Thursday, April 26, 2007

Tax Deductibility of Management Fees


A few questions have come up from clients regarding the tax deductibility of investment management fees paid for ongoing advisory services such as those offered by Pariveda. Here’s a quick overview.

Investment management fees are considered a “below-the-line” miscellaneous expense for the taxpayer and are therefore deductible to the extent that they, combined with all other miscellaneous expenses, exceed 2% of the taxpayer’s adjusted gross income (AGI). The taxpayer is eligible for the deduction regardless of whether the account(s) in question are taxable, tax-deferred, or a combination.

However, in cases where the taxpayer falls under the Alternative Minimum Tax all “below-the-line”, including those for investment management fees, are disallowed.

Until a few years ago, there was confusion surrounding whether advisory fees paid for tax-deferred accounts such as IRAs and 401(k)’s had to paid from funds within the account, or whether these fees could be paid from outside funds, and if so, if these fees would be considered tax deductible.

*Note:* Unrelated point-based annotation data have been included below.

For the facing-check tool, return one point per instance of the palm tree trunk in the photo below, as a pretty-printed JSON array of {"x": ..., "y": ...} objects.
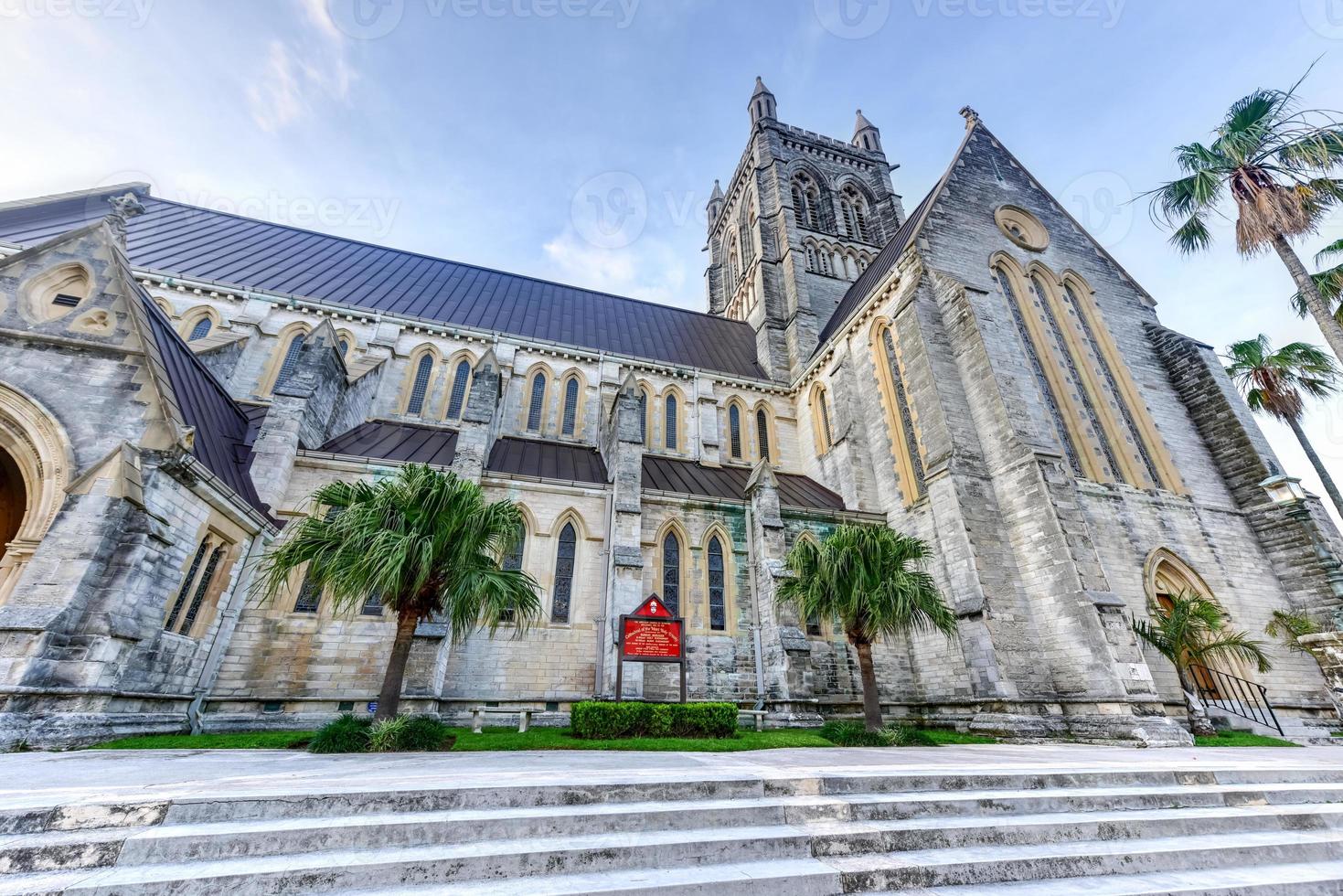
[
  {"x": 389, "y": 698},
  {"x": 1199, "y": 721},
  {"x": 870, "y": 698},
  {"x": 1332, "y": 491},
  {"x": 1319, "y": 309}
]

All this was cleared up in a 2005 private-letter ruling:

Advisers say the IRS clarified a gray area when it ruled that a wrap or asset-based fee for an IRA can be paid with outside money - and not run afoul of contribution rules - as opposed to having to be paid with pre-tax dollars from the IRA. The rule also clarified that the wrap fee paid with outside money would be tax deductible.

Interestingly, while advisory fees paid for tax-deferred accounts are deductible, brokerage commissions are not.